Zudem habe ich gemerkt, dass mir Nightingale fehlt. Obschon Peter Grants Chef in einigen Bänden kaum auftritt, ist er doch stets präsent und mir ist jetzt bewusst geworden, wie sehr ich die Dynamik mag, die durch die Zusammenarbeit dieses weisen, korrekten Mannes Nightingale mit dem impulsiven Peter Grant entsteht.

Tobi Winter hat eine sicherlich interessante, im Ansatz Neugier erweckende Chefin, die jedoch so gut wie keine Rolle spielt, sodass diese Ebene komplett entfällt.

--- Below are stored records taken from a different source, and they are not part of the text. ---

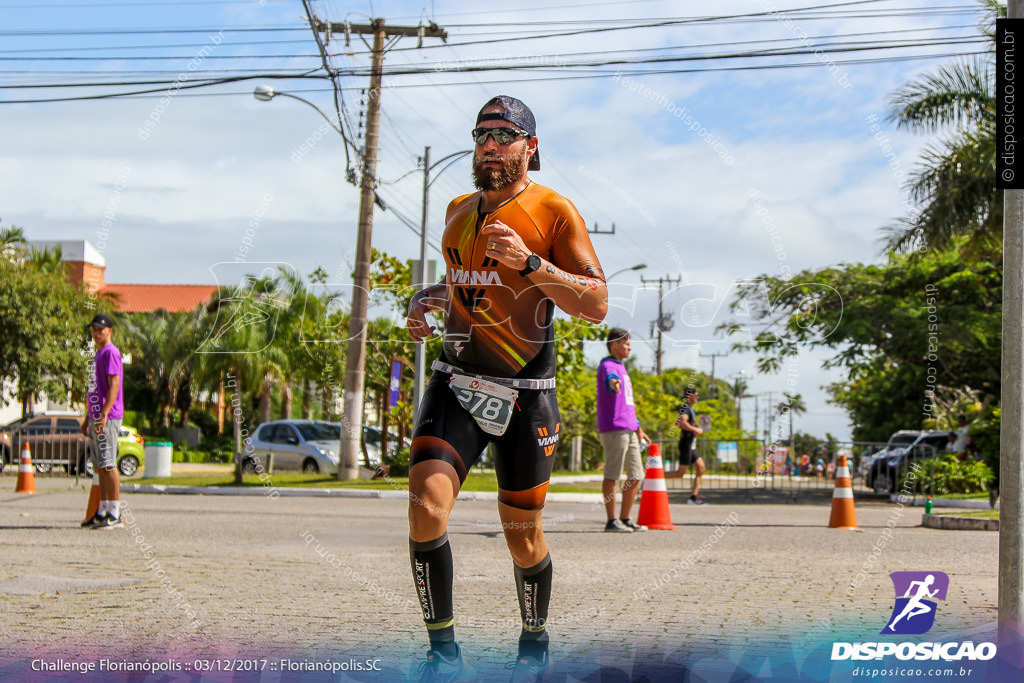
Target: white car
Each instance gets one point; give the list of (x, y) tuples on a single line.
[(309, 445)]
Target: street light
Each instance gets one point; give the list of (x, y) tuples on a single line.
[(265, 93), (638, 266), (421, 354)]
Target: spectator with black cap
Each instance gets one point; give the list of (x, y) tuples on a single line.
[(103, 416)]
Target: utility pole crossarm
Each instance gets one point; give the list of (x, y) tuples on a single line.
[(429, 31), (659, 324)]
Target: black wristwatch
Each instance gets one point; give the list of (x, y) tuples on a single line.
[(532, 264)]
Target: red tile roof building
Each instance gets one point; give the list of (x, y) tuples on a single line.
[(85, 264)]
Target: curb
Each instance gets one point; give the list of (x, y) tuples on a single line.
[(960, 523), (961, 503), (333, 493)]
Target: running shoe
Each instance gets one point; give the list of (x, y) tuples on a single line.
[(438, 669), (113, 522)]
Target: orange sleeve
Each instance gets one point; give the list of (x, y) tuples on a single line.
[(571, 249)]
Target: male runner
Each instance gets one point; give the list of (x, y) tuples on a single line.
[(687, 422), (514, 251)]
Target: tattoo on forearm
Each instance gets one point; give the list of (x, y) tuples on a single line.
[(572, 280)]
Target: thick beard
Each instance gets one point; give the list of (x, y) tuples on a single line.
[(512, 171)]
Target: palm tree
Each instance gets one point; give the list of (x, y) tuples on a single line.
[(954, 182), (239, 343), (164, 345)]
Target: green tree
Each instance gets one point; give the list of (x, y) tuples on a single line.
[(902, 330), (43, 319), (162, 346), (954, 182)]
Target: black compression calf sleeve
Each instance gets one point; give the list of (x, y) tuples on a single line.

Vanessa Sommer hingegen ist ein rundum gelungener Charakter. Ihre Wissbegierigkeit ist ein geschickter Schachzug, denn so erfährt man als Leser vieles über die Hintergründe der magischen Welt – über den Umweg, dass Tobi es Vanessa erklärt.

Der Fall an sich ist interessant, aber vieles bleibt offen. Viele Zusammenhänge empfand ich als etwas wirr. Ich werde das Buch mit etwas Abstand noch einmal lesen und gezielter darauf achten, ob ich den einen oder anderen Punkt dadurch etwas klarer sehe, doch mir scheint, auch die Ermittler verlieren sich am Ende hauptsächlich in Mutmaßungen.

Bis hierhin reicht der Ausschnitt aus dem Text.